The batting unit has mirrored the failures of the bowlers, playing far too many glory shots ill-suited to the conditions. Joe Root’s century in Brisbane was the exception, a magnificent exhibition of traditional Test-match construction. It was a demonstration of the core batting basics: an athletic stance, adapting to the bowler’s rhythm, seeing the ball out of the hand and responding appropriately by playing each ball on its merits.
Yet the rest of the line-up has abrogated this responsibility. To see the Australian lower order, specifically Starc, batting with patience and application – and looking like a top-order batsman as he drove home the advantage in Brisbane – should force the remaining England batsmen, and Australia’s Cameron Green, to ask themselves why they are incapable or not prepared to do the hard work.
The case of Harry Brook is perhaps the most disappointing. While he has looked like a superstar on flat tracks in England, he has looked anything but in the more testing Australian conditions. Unless he shows some respect for the opposition and the pitch, he risks being remembered as a Quasar comet that shone brightly for a moment before disappearing into the black hole of history.
Scott Boland has prospered due to his ability to consistently hit a good line and length.Credit: AP
McCullum may not be flattered by the “Bazball” moniker, but the fact is nothing done on this tour has suggested that the descriptor is anything more than an excuse to avoid the hard work required for success. The body language and public comments of the players suggest they believe they have been unlucky, when the truth is they have pursued a failed game plan that has been exposed as more fluff than substance. When you start feeling sorry for yourself, it is a downward spiral. The adage, “What you fear is what you get,” appears to be playing out painfully for England.
This two-Test performance is one of the most catastrophic by an English bowling attack in Australia in recent memory. The doomsayers of both English and Test cricket as a whole will have a field day.
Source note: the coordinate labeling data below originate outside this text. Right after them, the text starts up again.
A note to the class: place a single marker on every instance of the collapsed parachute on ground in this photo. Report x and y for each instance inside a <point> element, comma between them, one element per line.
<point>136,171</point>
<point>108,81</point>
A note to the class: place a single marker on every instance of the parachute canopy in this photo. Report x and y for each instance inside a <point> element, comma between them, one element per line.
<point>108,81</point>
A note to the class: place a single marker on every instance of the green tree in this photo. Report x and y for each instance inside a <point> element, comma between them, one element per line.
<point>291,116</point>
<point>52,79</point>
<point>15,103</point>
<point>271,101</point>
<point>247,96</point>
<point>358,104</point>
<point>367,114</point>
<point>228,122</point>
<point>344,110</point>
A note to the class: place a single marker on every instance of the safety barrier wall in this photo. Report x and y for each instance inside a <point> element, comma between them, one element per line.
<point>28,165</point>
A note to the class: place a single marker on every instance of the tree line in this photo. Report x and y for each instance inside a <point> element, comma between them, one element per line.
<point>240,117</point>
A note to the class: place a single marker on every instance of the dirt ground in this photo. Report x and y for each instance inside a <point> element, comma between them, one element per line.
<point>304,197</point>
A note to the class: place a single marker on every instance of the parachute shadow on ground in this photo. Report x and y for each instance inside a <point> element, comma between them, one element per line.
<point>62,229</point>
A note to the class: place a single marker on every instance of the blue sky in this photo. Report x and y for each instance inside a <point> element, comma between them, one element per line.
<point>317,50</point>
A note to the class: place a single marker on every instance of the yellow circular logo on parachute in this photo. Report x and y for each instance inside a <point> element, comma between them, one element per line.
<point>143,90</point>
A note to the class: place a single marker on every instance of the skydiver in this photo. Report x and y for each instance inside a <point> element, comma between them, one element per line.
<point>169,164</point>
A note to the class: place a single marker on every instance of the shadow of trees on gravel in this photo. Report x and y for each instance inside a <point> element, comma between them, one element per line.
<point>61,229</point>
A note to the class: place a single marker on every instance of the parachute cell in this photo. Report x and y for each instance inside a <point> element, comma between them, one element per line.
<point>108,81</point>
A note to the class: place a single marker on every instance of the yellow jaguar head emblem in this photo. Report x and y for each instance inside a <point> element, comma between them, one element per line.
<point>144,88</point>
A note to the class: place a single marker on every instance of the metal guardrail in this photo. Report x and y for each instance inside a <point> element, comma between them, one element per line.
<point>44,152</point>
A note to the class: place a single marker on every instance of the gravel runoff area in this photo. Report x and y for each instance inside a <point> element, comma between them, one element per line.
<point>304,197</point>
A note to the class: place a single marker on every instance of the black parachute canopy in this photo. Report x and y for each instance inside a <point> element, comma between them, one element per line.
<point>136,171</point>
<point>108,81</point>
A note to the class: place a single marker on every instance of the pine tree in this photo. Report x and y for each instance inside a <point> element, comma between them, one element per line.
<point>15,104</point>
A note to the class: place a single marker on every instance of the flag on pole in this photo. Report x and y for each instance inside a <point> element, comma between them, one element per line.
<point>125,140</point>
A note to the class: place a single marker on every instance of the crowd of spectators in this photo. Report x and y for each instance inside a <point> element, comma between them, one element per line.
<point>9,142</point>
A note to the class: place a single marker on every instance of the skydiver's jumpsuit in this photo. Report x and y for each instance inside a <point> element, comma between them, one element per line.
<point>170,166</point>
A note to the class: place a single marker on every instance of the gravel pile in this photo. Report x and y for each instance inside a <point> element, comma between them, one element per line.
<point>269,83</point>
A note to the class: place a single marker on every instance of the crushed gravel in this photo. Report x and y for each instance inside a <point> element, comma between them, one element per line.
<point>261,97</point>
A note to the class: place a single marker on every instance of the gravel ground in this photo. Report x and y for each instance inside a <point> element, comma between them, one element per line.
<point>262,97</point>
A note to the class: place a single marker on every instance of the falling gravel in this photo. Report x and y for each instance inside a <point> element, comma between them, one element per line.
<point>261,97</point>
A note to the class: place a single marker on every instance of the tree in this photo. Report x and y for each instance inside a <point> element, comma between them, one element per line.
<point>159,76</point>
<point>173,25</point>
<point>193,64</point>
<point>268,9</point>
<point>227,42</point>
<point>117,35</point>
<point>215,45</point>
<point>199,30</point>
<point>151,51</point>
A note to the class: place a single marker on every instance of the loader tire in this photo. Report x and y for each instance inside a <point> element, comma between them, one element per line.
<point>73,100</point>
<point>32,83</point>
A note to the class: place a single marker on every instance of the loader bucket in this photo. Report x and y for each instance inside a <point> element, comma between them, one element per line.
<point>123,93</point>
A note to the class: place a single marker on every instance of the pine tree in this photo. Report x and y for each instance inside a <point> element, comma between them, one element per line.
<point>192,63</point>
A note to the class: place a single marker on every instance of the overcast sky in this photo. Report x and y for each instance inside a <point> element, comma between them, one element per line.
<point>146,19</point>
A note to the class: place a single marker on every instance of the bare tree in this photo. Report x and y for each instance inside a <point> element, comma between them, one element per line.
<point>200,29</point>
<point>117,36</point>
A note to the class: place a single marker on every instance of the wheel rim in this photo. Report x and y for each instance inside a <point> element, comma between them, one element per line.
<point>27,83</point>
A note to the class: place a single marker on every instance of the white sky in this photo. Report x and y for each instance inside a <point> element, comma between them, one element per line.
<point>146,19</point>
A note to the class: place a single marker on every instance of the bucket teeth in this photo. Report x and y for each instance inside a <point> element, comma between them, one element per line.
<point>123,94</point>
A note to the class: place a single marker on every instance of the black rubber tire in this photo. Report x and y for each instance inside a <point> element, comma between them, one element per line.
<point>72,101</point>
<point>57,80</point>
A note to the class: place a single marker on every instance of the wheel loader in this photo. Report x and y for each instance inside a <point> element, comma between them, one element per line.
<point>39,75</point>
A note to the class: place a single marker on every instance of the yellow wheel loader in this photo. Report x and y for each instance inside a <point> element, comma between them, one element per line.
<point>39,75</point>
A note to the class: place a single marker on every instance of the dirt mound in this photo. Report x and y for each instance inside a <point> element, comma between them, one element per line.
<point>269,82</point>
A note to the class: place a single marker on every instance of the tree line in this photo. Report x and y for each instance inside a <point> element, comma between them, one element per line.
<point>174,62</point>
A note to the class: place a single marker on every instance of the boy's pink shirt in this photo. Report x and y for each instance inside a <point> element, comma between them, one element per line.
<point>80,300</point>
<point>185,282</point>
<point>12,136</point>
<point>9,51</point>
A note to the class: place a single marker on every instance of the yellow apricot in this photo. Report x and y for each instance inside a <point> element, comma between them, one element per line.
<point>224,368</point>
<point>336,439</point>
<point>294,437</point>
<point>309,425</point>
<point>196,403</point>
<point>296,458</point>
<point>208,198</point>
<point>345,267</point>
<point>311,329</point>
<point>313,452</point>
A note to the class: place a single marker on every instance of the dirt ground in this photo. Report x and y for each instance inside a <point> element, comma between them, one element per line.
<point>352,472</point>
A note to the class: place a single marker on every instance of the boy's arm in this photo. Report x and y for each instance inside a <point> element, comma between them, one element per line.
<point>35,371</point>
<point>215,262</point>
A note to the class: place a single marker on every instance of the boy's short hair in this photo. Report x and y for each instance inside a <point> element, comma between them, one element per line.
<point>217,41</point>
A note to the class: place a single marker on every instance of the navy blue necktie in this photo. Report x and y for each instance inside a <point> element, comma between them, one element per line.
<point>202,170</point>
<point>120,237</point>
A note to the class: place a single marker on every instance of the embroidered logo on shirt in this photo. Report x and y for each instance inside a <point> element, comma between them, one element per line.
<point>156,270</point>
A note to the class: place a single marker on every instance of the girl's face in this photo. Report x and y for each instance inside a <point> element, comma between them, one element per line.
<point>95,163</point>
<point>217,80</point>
Stokes said at the end of the second Test that some of his players have failed to cope with pressure. I agree, and I don’t think those who have been found wanting can come back. Personnel changes will be required for Adelaide, but this team has been embarrassed in a most brutal way.
Loading
The bad news is that England’s attack is set to become even more exposed, as Archer is unlikely to be able to back up for all three remaining Tests and Wood has been ruled out for the rest of the series. Unless Matthew Potts or Josh Tongue can bring some leadership and sense to the bowling unit before the third Test, I have concerns for their ability to change the narrative; which is in danger of becoming the modern equivalent of a long playing record.
The better news, however, is they have three Tests; a window, albeit a shrinking one, in which to abandon the illusion of certainty and confront reality. This group has the chance to salvage the reputations and careers of many of the players and coaches involved. The remaining matches will determine if they can adapt and prove themselves competent, or if they will continue to suffer from the tragic illusion of the Dunning-Kruger effect, blinded by overconfidence until the series is lost.